Pétrole, lutte contre l’immigration et l’islamisme… Kadhafi exploite les limites de la diplomatie des droits de l’homme. Explicateur.
Depuis lundi, une avalanche de condamnations officielles s’abat sur le régime libyen. Pourtant, les puissances occidentales n’ont aucune emprise sur le cours des événements. Et ne cherchent pas forcément à en avoir.
Selon Hasni Abidi, directeur du Centre d’études et de recherche sur le monde arabe et méditerranéen (Cernam) à Genève et spécialiste de la Libye, certains actes commis par le régime ces derniers jours peuvent pourtant être qualifiés de crimes de guerre.
Au moins cinq éléments expliquent les atermoiements des pays occidentaux.
La rente pétrolière a muselé les pays importateurs
La Libye, quatrième producteur en Afrique, dispose des plus importantes réserves de pétrole du continent. Elle exporte 85% de son or noir vers l’Europe occidentale. Premier client, l’Italie, dont 22% de ses importations proviennent du pays nord-africain.
Le régime jouit ainsi d’une manne financière colossale. Il encaisse chaque années 35 milliards de dollars. Une opulence dont s’est servi Kadhafi pour asservir la communauté internationale, selon Hasni Abidi :
« Il a mis en place une politique d’arrosage visant à faire taire toute contestation au niveau national, mais aussi international : il a financé des groupes d’amitié franco-libyens par exemple.
L’Italie et l’Allemagne forment la police libyenne, car le régime paye cash. Les pays étrangers se retrouvent prisonniers de cette relation avec le pouvoir. »
Contrairement aux autres pays arabes, comme la Tunisie ou l’Algérie, le pays n’a pas de mouvements d’opposition, de diaspora active constituant un contre-pouvoir indirect. Hasni Abidi regrette :
« La Libye est le seul pays qui n’a de compte à rendre à personne. »

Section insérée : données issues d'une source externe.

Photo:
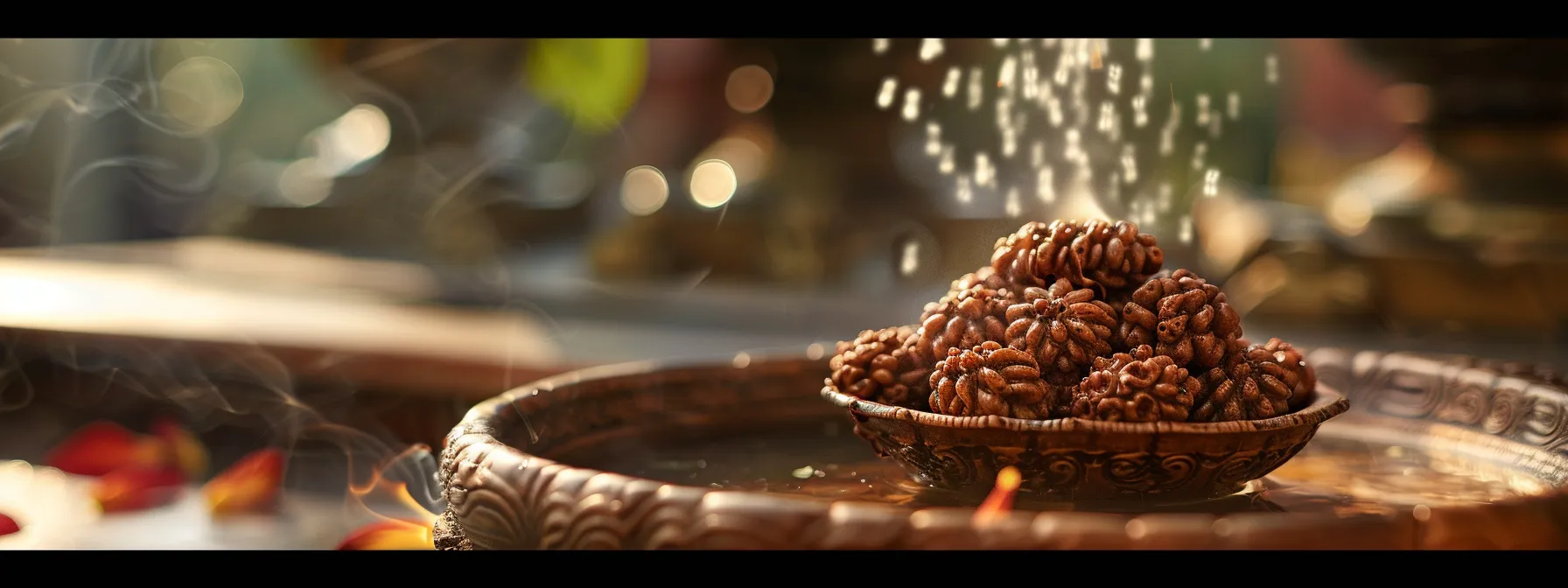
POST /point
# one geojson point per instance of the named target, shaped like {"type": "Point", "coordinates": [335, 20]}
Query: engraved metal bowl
{"type": "Point", "coordinates": [1088, 459]}
{"type": "Point", "coordinates": [512, 482]}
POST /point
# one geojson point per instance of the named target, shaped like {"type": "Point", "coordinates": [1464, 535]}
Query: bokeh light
{"type": "Point", "coordinates": [354, 138]}
{"type": "Point", "coordinates": [748, 88]}
{"type": "Point", "coordinates": [201, 93]}
{"type": "Point", "coordinates": [712, 184]}
{"type": "Point", "coordinates": [643, 190]}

Dans ce contexte, les pays étrangers observent prudemment l’évolution des alliances tribales. Une source diplomatique française détaille :
« Les Occidentaux maîtrisent très peu la structure et les rapports inter-tribus. Ils attendent d’en savoir un peu plus avant d’agir, car ils ne connaissent pas vraiment les forces en présence.
Sur qui exactement s’appuyer en Libye ? Est-ce une révolution contre Khadafi ou le fait d’une tribu qui cherche à s’imposer sur les autres ? Si oui, laquelle et quel est son projet politique ? »
Les expatriés pris au piège
Kadhafi a choisi de combattre les protestataires « jusqu’à la dernière goutte de sang ». Des paroles qui obligent les pays étrangers à la plus grande prudence.
Selon notre source diplomatique, la France ne tentera rien tant que ses 750 ressortissants présents sur le sol libyen n’auront pas été évacués. L’imprévisibilité de Kadhafi, son passé terroriste et les menaces brandies lors de son discours inquiètent :
« En cas d’agression, on ne sait pas de quoi Khadafi est capable, ni quelles sont exactement ses capacités militaires ou ses alliances dans la région. Dans la mesure où il est prêt à sacrifier son propre peuple, on ne sait pas jusqu’où il peut aller et ce n’est pas pour rassurer les Occidentaux. »
Les pays limitrophes, cantonnés dans un rôle inférieur par Kadhafi, s’inquiètent aussi du sort de leurs ressortissants en cas d’intervention étrangère. D’après les sources officielles de chaque pays, il y aurait entre 50 000 et 80 000 Tunisiens et environ 1,5 million d’Egyptiens en Libye.
Et les Tunisiens ont été formellement accusés par le régime de fournir de la drogue aux contestataires. La Tunisie essaye donc de faire comprendre à la France qu’elle ne souhaite pas d’intervention qui risquerait de mettre en danger ses citoyens.